Human Connection: Anomalisa Movie Review

Anomalisa (2015)

Michael Stone. Businessman, and a Successful Man at that. A spokesperson for customer service. Who can’t understand why he doesn’t care for people.

He’s the white man archetype that we fear ever getting to know: someone who shushes you in a library, cuts you in line, yells at the waiter, and sticks gum under a desk. Never in life have I ever betted on a Michael Stone, so watching this movie was like sitting on the wrong side of the bleachers during a home game. He’s rude, curt, salacious- you watch Anomalisa with little faith in Michael Stone. Less is seen in Stone’s actions than more of his effect on other people: an ex-girlfriend 10 years ago that still haunts him, and his neglected family back home.
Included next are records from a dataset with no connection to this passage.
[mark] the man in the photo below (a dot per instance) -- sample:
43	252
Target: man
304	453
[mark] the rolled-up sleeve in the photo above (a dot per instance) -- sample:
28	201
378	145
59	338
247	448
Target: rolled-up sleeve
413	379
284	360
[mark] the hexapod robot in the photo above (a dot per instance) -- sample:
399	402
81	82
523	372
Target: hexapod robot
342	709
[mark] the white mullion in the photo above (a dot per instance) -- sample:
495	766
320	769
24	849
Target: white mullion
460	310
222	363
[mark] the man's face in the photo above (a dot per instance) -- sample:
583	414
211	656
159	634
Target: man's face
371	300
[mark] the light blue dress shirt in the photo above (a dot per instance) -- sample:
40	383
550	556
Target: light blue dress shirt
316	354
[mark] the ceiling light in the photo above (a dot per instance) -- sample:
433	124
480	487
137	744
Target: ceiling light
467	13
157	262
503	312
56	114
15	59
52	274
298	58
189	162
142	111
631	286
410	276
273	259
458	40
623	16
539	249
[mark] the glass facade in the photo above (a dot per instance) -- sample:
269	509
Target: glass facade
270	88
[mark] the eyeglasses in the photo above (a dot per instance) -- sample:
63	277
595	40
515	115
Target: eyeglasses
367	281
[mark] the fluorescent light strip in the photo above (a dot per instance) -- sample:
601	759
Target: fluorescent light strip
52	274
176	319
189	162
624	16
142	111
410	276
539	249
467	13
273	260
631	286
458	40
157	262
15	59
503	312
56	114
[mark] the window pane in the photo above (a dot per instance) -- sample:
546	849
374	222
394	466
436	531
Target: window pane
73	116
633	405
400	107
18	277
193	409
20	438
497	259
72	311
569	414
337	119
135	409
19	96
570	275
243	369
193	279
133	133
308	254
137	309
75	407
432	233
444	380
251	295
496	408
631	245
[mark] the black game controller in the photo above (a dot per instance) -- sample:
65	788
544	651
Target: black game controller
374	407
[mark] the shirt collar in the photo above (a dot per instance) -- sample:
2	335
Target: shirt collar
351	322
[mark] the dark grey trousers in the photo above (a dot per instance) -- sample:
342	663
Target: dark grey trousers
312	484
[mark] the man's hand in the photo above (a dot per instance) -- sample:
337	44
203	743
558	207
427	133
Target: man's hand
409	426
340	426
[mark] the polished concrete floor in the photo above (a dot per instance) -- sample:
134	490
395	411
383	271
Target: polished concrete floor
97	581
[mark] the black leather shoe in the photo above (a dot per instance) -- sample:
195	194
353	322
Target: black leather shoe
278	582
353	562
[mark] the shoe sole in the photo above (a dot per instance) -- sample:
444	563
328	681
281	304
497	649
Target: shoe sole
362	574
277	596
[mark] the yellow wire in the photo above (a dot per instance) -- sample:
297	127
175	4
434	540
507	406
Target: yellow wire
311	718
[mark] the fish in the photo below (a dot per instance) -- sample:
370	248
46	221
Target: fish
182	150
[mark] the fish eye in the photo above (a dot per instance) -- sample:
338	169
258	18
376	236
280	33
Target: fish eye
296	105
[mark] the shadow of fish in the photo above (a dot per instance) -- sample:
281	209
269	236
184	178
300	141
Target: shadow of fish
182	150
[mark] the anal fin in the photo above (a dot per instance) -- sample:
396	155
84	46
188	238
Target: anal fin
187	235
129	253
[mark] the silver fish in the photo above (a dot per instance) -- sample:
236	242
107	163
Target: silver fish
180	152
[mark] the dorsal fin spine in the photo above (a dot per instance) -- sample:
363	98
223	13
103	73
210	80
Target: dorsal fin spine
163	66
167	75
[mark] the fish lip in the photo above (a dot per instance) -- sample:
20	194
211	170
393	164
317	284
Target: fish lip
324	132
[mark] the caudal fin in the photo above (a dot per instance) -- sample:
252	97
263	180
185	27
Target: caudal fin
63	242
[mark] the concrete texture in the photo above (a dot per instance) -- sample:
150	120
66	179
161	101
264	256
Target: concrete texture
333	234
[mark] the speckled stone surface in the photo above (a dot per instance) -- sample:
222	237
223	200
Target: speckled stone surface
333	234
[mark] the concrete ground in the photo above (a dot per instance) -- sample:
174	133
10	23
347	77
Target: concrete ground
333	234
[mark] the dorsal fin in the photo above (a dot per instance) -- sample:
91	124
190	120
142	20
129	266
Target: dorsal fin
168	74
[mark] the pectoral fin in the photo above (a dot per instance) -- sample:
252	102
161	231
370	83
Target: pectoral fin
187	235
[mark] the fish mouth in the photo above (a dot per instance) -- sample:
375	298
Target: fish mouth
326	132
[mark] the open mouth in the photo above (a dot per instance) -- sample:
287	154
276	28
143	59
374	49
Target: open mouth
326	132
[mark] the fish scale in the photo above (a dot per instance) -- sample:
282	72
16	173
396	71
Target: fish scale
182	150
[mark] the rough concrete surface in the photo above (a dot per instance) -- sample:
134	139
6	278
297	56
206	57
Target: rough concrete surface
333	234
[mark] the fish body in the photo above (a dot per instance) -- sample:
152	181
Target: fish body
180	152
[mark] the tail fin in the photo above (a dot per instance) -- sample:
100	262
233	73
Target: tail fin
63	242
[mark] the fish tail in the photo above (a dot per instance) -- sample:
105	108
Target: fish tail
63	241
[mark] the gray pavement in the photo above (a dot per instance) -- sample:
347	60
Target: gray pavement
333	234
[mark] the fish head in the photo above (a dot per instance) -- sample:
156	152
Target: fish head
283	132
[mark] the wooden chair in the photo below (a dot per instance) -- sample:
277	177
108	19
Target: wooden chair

On the surface level, you may wonder what makes you continue watching Anomalisa. It’s a claymation that has half the interesting character designs as Coraline. The life of Michael Stone is deeply mediocre. For Christ’s sake, he’s a man who sells books about customer service. Not only are the character designs drab, the set design drab, but everyone around Michael Stone is narrated by one man- Tom Noonan. Michael Stone picks up a phone call to hear his wife and son share the same voice, asking him when he will be coming back home from his business trip. He ends the phone call just to be asked about his plane seat by a flight attendant, who shares the same voice. Not only does his life leave little for imagination, but it prevents it from happening. All until he meets Lisa. Or at least, when he hears Lisa.

Lisa. A voice that is like a child’s skipping stone in an old, forgotten pond. Lisa has infected Michael Stone purely by saying “hello.” Michael is obsessed with keeping Lisa’s voice in his life for however long he can. We aren’t sure how long it’s been for him to hear another one’s voice or why this curse has been put upon him, but it’s implied that Michael Stone was not always the deeply nihilistic man that we are watching now.

Lisa is the archetype of a daughter who may always be too vulnerable to leave the nest. She’s inappropriate (in the opposite sense of Stone), neurotic, and self-harmfully honest. While these two are not a match, they are compatible- in a disturbing sense.

But not too long after, we see that people can’t change that fast. He neglects Lisa when her voice starts to morph into the familiar yet disdaining reality that is Tom Noonan. Stone doesn’t learn anything from Lisa, just as he hasn’t learned anything from his 10-years-ago ex-girlfriend, or his present wife and child.

However, for a brief time, we can see the brief human that Stone could have been if it weren’t for this curse. We watch him enjoy sex, laugh, and fantasize about a life greater than his own. Some could say that his actions of Stone were purely to manipulate Lisa into being with him, but I want to believe that this was his true self all along. The man who had found the light again, the light which is real human connection. This idea of connection that he writes about, practices, has built his whole career upon, was nothing but a façade until this very moment when he met Lisa. That there was someone out there who was able to bring him out of whatever euphemism it is that Tom Noonan is. An anomaly named Lisa.